Johannesburg, May 26 (EFE).- Former South African president Jacob Zuma on Wednesday pleaded not guilty to corruption charges at the beginning of his trial over an arms deal signed in the late 1990s.
“I plead not guilty,” the 79-year-old, who ruled the country between 2009 and 2018, said as he appeared in the Supreme Court of the Pietermaritzburg.
He is charged with illicit association, corruption, money laundering and fraud over nearly 800 operations related to a multimillion-dollar weapons deal signed with the French firm Thales.
Zuma, who faces other trials, is accused of receiving bribes with the intermediation of his then financial advisor, Shabir Shaik.
Zuma’s attorneys filed a motion to challenge prosecutor Billy Downer on the grounds that he lacked impartiality having previously testified against the former president.
After over two years of postponement and preliminary procedures, the trial was set to begin on 17 May, but the defense’s intention to challenge the prosecutors forced yet another delay.

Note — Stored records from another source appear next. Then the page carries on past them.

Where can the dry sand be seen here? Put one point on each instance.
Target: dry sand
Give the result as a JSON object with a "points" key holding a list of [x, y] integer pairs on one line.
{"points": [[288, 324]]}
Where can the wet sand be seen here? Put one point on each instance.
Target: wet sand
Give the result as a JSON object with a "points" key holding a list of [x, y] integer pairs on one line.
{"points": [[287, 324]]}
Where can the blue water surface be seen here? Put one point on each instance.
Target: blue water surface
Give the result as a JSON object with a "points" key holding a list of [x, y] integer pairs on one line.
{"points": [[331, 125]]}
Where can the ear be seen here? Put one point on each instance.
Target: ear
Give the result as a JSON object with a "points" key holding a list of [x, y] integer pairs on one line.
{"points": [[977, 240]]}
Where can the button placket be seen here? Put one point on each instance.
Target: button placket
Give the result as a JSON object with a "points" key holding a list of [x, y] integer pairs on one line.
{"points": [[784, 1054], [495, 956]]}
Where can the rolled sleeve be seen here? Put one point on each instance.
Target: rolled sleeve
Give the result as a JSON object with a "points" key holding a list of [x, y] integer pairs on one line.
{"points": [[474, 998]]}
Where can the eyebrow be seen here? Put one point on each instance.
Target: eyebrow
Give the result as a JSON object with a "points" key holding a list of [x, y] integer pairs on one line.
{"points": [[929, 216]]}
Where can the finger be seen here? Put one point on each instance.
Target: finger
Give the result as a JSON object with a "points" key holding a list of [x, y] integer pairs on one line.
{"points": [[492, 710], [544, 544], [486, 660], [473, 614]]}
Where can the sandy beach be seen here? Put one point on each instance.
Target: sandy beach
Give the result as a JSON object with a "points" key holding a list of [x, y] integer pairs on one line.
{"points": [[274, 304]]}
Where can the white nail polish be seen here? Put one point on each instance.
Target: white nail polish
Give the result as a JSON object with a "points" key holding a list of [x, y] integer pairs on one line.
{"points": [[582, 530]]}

The defense team has been accused of using court requests as a strategy to delay the start of the trial repeatedly, while the prosecutor’s office has always been ready to start the process.
Given the large volume of the challenge, which comprised some 1,000 pages, Downer asked for more time to prepare a response and the court set the upcoming session for 19 July.
The French company also pleaded not guilty on Wednesday.
Dozens of Zuma’s supporters gathered this morning in the vicinity of the court amid a strong police presence.